SEC Overburdening Itself?

The SEC narrowly succeeded in passing a final rule requiring hedge fund advisors to register under the Investment Adviser Act of 1940. The commission says the measure will benefit all involved parties, including investors, but many observers say the SEC is biting off more than it can chew.

Under the rule, hedge fund advisors with more than $30 million in assets under management must register with the SEC. Such registration gives registered reps and qualified retail investors access to more data about the advisors’ businesses, their disciplinary history and their disclosures about conflicts of interest, among other things.

“Currently no government or agency has reliable data on hedge funds,” says the SEC’s Paul Roye, speaking to an audience at the SIA’s hedge fund conference in the Marriott Marquis in New York. “At the commission we’ve been relying on third-party data.”

According to that data, assets in U.S. hedge funds have increased 15-fold since 1993 to nearly $1 trillion, and the number of hedge funds has increased fivefold to roughly 7,000.

But skeptics say the SEC, which failed to catch the scandals in the heavily regulated mutual fund industry, is piling additional straws onto an already overburdened camel’s back. Sen. John Sununu (R-N.H.), speaking at the conference, said the roughly 200,000 investors in hedge funds—most of whom are sophisticated people who understand hedge funds’ risk-reward proposition—do not warrant so much attention from the SEC. The public would be better served if the commission focused more of its dwindling resources on the 92 million less sophisticated mutual fund investors, he said.

The hedge fund registration measure is an exercise in “defensive posturing by the SEC,” Sununu said, adding that there is no empirical data or historical precedent to prove that advisor registration corresponds to better investment performance or to a reduced likelihood of shenanigans at a fund.

Roye nonetheless said be believes registration will help keep the most nefarious people from setting up shop in the hedge fund industry. “Hedge fund advisors were key participants in the past year’s mutual fund scandals,” he noted. Indeed, in the last five years the SEC has brought 51 enforcement cases involving 400 hedge funds and 87 advisors, resulting in more than $1 billion in investor losses.
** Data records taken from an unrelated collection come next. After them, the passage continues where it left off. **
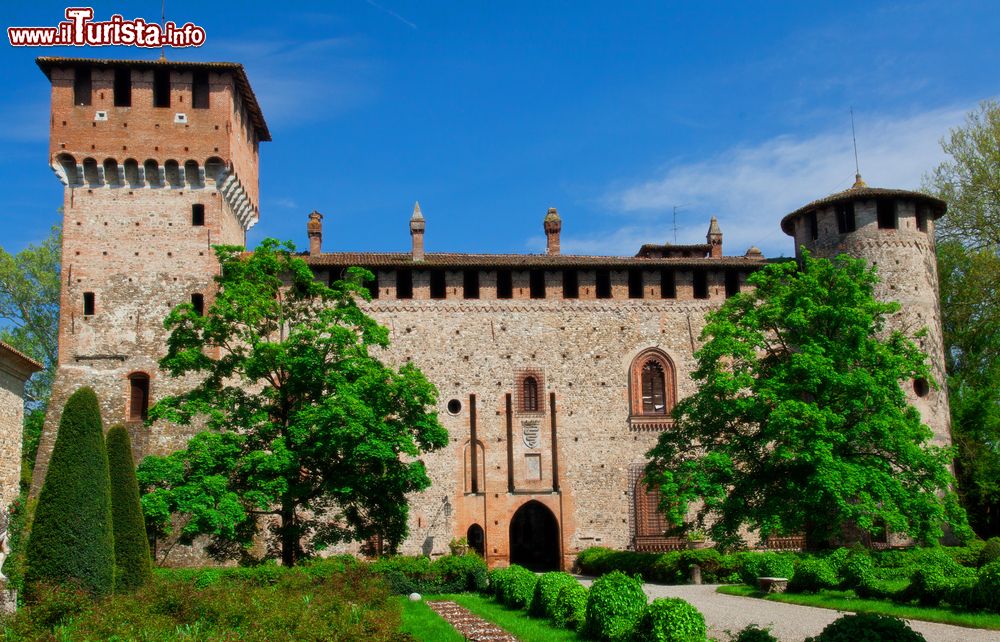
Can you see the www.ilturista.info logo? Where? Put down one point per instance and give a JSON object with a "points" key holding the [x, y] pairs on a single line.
{"points": [[80, 30]]}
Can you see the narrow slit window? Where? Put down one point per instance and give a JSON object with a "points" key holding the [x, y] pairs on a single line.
{"points": [[199, 90], [536, 281], [438, 286], [197, 215], [123, 87], [404, 284], [505, 284], [82, 86], [603, 284], [470, 284], [571, 284], [161, 88], [198, 303], [88, 304]]}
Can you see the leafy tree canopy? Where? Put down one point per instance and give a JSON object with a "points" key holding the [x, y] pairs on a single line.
{"points": [[799, 424], [304, 422]]}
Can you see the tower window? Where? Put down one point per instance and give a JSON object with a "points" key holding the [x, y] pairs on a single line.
{"points": [[404, 284], [123, 87], [635, 284], [571, 284], [845, 218], [138, 398], [197, 215], [885, 212], [668, 284], [81, 86], [505, 284], [470, 284], [603, 284], [700, 284], [438, 287], [536, 281], [161, 88], [199, 90]]}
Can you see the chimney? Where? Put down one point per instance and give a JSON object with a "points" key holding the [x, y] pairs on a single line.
{"points": [[417, 225], [553, 224], [714, 238], [314, 228]]}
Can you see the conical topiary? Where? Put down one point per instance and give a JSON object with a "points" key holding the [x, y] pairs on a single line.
{"points": [[131, 546], [71, 539]]}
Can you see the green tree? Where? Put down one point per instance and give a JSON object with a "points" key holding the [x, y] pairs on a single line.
{"points": [[799, 424], [132, 562], [304, 422], [968, 251], [71, 538]]}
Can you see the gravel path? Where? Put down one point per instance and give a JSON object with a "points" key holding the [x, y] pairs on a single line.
{"points": [[788, 622]]}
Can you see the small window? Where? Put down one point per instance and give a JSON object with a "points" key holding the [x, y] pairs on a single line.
{"points": [[88, 304], [635, 284], [161, 88], [505, 284], [470, 284], [603, 284], [138, 399], [404, 284], [885, 212], [199, 90], [668, 284], [439, 289], [700, 284], [82, 90], [197, 215], [732, 283], [845, 218], [536, 281], [571, 284], [123, 87]]}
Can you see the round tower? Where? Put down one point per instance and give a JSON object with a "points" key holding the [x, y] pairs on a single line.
{"points": [[894, 231]]}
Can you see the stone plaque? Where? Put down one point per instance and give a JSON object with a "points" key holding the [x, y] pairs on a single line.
{"points": [[532, 433]]}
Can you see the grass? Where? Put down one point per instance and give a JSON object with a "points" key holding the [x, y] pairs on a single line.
{"points": [[847, 601], [424, 624], [514, 621]]}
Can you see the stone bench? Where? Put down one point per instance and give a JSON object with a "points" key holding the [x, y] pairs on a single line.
{"points": [[772, 584]]}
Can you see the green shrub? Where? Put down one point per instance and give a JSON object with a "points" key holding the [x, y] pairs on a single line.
{"points": [[754, 633], [71, 538], [132, 562], [988, 586], [570, 610], [614, 606], [546, 590], [990, 552], [811, 575], [670, 620], [866, 627]]}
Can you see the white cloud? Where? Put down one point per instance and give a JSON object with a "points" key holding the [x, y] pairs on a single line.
{"points": [[751, 187]]}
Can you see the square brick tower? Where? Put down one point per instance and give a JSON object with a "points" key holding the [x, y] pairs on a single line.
{"points": [[158, 161]]}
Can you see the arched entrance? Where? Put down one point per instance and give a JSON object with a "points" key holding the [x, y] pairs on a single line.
{"points": [[534, 538]]}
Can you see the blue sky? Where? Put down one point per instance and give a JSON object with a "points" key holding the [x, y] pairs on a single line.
{"points": [[490, 112]]}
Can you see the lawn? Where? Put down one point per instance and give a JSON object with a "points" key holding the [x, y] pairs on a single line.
{"points": [[422, 623], [848, 601]]}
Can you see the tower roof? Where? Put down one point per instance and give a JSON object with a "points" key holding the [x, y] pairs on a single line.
{"points": [[48, 63], [860, 192]]}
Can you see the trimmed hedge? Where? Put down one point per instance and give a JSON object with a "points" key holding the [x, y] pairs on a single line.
{"points": [[670, 619], [133, 567], [614, 606], [71, 539]]}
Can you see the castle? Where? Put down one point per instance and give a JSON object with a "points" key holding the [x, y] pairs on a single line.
{"points": [[556, 372]]}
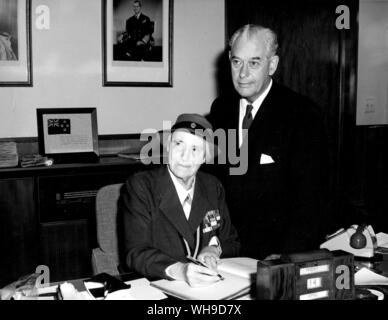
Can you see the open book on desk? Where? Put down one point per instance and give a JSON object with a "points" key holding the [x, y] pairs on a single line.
{"points": [[239, 274]]}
However, SEC commissioners Cynthia Glassman and Paul Atkins, the two dissenting votes in October’s 3-to-2 decision to pass the new rule, say in their dissenting remarks that these frauds were primarily committed by advisors who were unlikely to have been caught by the new registration process. “Mandatory registration would not add to the commission’s ability to combat these types of fraud,” they write in the dissenting opinion.

The SEC has grown more concerned about hedge funds mainly because they have become more accessible to the average investor in recent years. This “retail-ization,” of hedge funds, through vehicles such as fund of funds, which now account for 20 percent of hedge fund capital, means that more pensions and small investors are putting money into them.

As the debate about the SEC rule continues, one thing is a near certainty, according to Sununu: Its passage means that the costs of compliance for advisors will likely discourage new entrants, stunt innovation and even push hedge funds offshore. “The burden is on the SEC to justify this action and show what value this regulation will bring.”

The compliance date for the new registration requirement is Feb.1, 2006. The rule can be viewed at the SEC’s Web site.